Last Thursday, Community Board 2 approved a wide-scale rezoning plan in Sunnyside and Woodside to put a cap on out-of-character buildings throughout the communities as well as allow for small, unenclosed sidewalk cafés.
Joe Conley, chairman of CB 2, said the zoning passed at the meeting with few objections.
“People understood the importance of correcting a lot of things wrong with the zoning,” Conley said.
The Sunnyside-Woodside rezoning had been in the works for about two years, with Thomas Smith of the Department of City Planning assisting CB 2. With the goal of ensuring that new growth in the neighborhoods was consistent with the character of the community, the community board downzoned 2,800 lots on 130 blocks, much of which had not seen a change in zoning since 1961.
At CB 2’s March meeting, Conley said in the past the neighborhoods had often seen six-story buildings come up in areas of two-story family homes, which was something the board wanted to prevent.
“He really listened to the community,” Conley said of Smith’s work.
The rough borders of the rezoning area are the Sunnyside Rail Yard, 37th Avenue, the Brooklyn-Queens Expressway, the New York Connecting Railroad, 72nd Street, Woodside Avenue, Roosevelt Avenue, 48th Street and 39th Street.
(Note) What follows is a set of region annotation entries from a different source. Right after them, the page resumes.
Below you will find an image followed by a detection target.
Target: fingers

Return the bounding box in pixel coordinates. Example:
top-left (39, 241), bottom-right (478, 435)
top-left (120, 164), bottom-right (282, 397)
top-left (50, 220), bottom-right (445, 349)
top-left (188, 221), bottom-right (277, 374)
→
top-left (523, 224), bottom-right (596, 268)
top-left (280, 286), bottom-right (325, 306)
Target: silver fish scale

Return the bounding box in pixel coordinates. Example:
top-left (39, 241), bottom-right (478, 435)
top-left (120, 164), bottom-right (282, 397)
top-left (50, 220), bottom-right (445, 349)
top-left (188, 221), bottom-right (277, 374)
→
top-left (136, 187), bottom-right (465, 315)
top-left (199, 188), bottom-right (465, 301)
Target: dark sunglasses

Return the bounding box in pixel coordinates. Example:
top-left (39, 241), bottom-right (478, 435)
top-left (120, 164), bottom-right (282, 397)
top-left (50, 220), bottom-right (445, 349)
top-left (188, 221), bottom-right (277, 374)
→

The zoning imposes height restrictions and some commercial overlays, and allows developers to build taller buildings if they have a percentage of the residential units be affordable housing. It also encourages housing to be developed along the main drags of transit and lets retailers create outdoor cafes.
Conley said this plan allows for development where it is appropriate.
“That’s what we’re trying to do,” he said, “to protect the community, preserve the community.”
Nothing changed in the plan from when it was presented at CB 2’s March meeting. Conley said he believed this was because any issues with the plan had been solved in either the four public hearings or the numerous meetings CB 2 held on the issue.
As per the Uniform Land Use Review Process (ULURP) the rezoning will next be reviewed by Borough President Helen Marshall’s office. If it approved it will be reviewed by the City Plannig Commission review and then the City Council before being seen by Mayor Mike Bloomberg’s office.